きつく抱けと言ったのは私だ。しかし彼は私が本当に痛がる事はしなかった。やんわりと、傷が付かない程度に敏感な部分を噛み、舌でゆっくりと嬲る。しかし乳房を握る掌は強い。膣内を弄る右手は優しいが、太腿を掴む左手は爪を立てている。その強弱は私をもどかしくさせた。京介は忠実で、それでいて優し過ぎるのだ。


「きょ、すけ、もっと、ひどく、つよく、して」
「、いいのか?」
「もどかしくて、へんになりそ、っ」


それ以上に、心が痛みで潰されそうだった。悲しみ、悔しさ、自己嫌悪。痛みを忘れるほどのセックスを今の私は望んでいるのだ。
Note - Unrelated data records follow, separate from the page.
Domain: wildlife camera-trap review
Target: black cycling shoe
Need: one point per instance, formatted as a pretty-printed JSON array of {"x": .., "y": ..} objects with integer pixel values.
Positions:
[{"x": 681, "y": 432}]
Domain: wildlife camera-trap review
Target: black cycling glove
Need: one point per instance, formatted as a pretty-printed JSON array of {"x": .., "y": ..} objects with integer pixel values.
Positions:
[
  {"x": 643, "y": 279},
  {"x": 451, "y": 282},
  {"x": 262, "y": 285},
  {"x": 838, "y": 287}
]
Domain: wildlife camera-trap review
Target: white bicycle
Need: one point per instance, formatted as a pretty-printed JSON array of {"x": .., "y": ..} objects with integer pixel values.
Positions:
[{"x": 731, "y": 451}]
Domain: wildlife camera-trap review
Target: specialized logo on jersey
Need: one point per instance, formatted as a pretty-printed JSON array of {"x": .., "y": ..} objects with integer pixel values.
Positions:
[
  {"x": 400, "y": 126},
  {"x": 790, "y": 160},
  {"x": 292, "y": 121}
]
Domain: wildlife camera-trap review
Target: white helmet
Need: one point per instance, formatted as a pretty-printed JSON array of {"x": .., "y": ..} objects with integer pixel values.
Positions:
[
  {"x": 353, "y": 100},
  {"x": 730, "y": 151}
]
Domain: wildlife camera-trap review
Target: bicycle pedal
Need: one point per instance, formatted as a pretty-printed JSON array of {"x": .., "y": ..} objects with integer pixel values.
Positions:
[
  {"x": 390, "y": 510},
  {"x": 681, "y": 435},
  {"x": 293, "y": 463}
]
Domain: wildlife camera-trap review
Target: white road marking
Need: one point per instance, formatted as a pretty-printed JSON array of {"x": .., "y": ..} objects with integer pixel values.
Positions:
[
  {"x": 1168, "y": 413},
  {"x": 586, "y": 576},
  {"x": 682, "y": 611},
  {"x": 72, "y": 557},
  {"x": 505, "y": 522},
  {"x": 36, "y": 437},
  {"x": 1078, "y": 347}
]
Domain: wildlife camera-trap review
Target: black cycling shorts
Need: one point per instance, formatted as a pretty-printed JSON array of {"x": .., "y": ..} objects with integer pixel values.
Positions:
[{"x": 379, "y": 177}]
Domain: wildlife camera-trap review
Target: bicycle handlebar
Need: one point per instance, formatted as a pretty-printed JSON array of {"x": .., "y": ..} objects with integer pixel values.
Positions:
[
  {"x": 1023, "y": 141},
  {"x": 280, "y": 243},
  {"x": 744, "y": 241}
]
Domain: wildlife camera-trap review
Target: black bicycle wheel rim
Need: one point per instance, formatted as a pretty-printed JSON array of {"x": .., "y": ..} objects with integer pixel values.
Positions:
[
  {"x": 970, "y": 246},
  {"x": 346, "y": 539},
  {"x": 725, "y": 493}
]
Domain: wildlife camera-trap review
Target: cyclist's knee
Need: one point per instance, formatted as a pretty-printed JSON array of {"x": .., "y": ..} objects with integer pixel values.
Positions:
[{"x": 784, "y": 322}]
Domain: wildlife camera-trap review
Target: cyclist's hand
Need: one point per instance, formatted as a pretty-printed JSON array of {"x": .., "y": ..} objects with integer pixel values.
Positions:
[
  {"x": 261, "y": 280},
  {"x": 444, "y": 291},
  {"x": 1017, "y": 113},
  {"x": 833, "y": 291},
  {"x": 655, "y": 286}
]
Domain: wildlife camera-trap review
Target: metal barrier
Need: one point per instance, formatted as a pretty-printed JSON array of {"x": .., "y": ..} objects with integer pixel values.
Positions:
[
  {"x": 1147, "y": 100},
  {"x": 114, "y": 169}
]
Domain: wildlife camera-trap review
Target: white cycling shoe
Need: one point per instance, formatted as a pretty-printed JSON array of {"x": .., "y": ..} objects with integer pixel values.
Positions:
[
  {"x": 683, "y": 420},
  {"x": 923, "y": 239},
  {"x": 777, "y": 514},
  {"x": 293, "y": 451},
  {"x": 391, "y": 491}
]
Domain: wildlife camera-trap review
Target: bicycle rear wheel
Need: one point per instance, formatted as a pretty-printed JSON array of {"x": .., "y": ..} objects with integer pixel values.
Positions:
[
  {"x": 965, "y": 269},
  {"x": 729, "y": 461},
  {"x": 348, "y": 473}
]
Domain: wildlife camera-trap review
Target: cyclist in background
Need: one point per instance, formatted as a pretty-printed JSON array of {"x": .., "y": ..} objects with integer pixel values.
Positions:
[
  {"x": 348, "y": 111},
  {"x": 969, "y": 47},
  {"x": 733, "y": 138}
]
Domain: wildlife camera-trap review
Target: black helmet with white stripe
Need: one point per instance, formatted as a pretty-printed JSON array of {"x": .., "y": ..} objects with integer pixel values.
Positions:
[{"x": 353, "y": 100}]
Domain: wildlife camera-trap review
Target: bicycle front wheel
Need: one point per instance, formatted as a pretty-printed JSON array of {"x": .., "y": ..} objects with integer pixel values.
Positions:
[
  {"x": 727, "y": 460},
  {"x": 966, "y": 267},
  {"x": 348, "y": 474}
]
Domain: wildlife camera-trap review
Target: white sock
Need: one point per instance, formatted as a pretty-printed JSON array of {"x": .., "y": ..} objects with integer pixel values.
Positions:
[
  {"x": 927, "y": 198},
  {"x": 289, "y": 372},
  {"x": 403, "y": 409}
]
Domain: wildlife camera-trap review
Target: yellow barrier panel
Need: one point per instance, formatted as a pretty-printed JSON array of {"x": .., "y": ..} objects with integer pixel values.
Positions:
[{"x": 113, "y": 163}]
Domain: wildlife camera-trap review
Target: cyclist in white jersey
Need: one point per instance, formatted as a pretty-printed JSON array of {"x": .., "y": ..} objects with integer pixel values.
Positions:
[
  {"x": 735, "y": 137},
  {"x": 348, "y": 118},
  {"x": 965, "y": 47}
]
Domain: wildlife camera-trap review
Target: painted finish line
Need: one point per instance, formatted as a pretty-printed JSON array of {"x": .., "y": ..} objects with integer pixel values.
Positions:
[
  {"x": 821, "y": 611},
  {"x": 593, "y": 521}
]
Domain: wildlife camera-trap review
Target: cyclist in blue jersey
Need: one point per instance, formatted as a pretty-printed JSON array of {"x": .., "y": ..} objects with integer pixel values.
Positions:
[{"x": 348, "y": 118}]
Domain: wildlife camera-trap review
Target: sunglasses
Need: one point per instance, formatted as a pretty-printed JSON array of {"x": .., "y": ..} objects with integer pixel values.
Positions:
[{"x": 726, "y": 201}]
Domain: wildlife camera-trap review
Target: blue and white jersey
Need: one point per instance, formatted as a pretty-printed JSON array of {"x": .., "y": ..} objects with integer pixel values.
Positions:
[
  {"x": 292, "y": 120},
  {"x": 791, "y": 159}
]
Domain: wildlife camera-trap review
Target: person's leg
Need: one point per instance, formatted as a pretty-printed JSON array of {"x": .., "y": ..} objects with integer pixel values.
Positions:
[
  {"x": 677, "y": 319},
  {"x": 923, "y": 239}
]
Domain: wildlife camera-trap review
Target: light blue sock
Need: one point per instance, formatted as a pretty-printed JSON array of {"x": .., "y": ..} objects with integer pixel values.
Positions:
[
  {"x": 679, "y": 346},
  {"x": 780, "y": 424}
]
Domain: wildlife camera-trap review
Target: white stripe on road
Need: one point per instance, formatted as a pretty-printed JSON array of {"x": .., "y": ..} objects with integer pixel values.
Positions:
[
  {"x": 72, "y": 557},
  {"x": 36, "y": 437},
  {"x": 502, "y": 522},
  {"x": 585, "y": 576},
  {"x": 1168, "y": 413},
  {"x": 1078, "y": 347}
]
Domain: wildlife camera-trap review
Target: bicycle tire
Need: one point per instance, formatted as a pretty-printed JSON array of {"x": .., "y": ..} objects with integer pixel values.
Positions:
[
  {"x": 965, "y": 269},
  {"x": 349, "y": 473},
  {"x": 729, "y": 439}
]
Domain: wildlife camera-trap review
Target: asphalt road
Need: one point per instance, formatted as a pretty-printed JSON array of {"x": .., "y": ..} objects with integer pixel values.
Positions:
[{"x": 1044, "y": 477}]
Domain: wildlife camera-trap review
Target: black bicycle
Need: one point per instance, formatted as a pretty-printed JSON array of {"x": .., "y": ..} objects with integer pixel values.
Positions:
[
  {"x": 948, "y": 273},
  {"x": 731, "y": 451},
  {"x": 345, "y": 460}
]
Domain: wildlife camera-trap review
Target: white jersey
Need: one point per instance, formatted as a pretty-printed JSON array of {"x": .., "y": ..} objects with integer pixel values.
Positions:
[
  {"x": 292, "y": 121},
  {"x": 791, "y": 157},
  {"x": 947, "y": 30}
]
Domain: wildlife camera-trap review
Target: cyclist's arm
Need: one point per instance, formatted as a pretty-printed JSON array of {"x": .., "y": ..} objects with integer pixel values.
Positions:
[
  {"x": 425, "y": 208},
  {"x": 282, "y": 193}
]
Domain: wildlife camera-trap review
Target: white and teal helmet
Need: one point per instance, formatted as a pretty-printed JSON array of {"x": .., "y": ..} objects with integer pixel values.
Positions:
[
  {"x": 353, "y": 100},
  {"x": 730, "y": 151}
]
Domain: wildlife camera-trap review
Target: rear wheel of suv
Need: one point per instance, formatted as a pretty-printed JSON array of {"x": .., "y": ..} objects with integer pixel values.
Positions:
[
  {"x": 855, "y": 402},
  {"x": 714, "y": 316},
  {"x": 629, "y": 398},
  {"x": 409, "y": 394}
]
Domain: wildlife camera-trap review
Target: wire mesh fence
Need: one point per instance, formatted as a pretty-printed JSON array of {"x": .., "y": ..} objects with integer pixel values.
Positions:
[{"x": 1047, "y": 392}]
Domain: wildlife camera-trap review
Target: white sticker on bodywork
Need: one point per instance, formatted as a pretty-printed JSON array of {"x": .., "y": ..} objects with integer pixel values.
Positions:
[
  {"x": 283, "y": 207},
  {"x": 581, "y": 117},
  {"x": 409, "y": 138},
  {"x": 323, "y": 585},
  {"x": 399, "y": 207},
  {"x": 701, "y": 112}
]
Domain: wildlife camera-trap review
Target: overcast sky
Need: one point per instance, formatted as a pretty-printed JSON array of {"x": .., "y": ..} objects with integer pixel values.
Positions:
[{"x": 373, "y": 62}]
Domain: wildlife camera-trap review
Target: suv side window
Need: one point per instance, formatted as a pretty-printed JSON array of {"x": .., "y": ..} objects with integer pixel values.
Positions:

熱の籠もった瞳で彼に訴えると、腰を思い切り掴み、彼自身へと引き寄せた。どうやら理解してくれたらしい。


「っあ、あ、はぁっ、あ、あ!」
「はぁっ、は、っくぅ」


ギシギシとベッドが軋む。京介から滴り落ちる汗が私の頬に落ち、まるで涙の様に流れていく。藻掻く両手は彼の右手により自由を奪われ、最奥を突かれる度に私の腰は震えた。既に理性を失った私は、心の痛みなど感じ取る余裕すらない程京介でいっぱいだ。そう、私はこれを望んでいたのだ。


「きょ、すけ、きょうすけ、っ」


彼の名前を大袈裟に呼び限界が近い事を知らせると、彼は私の両脚に手を掛けながら、唇にキスをした。今日初めてのキスだ。その柔らかな感触を求め、自由になった両手で彼の頬を包むと、今日彼と初めて視線が交わった。その眼差しは、


(苦しいのは、辛いのは、私のはずなのに)
(どうして、貴方がそんな顔をするの)


瞬間、更にも増して繰り返された律動に、全ての思考回路を奪われた私は、只々喘ぎ、酸素を求めるしかなかった。


怠い身体をベッドへと投げ出すように私達は眠りについた。ゆらゆらと揺れる微睡みの中、最後に見せた京介の表情が忘れられなかった。忘れるはずの心の痛みは、まだ存在したままだ。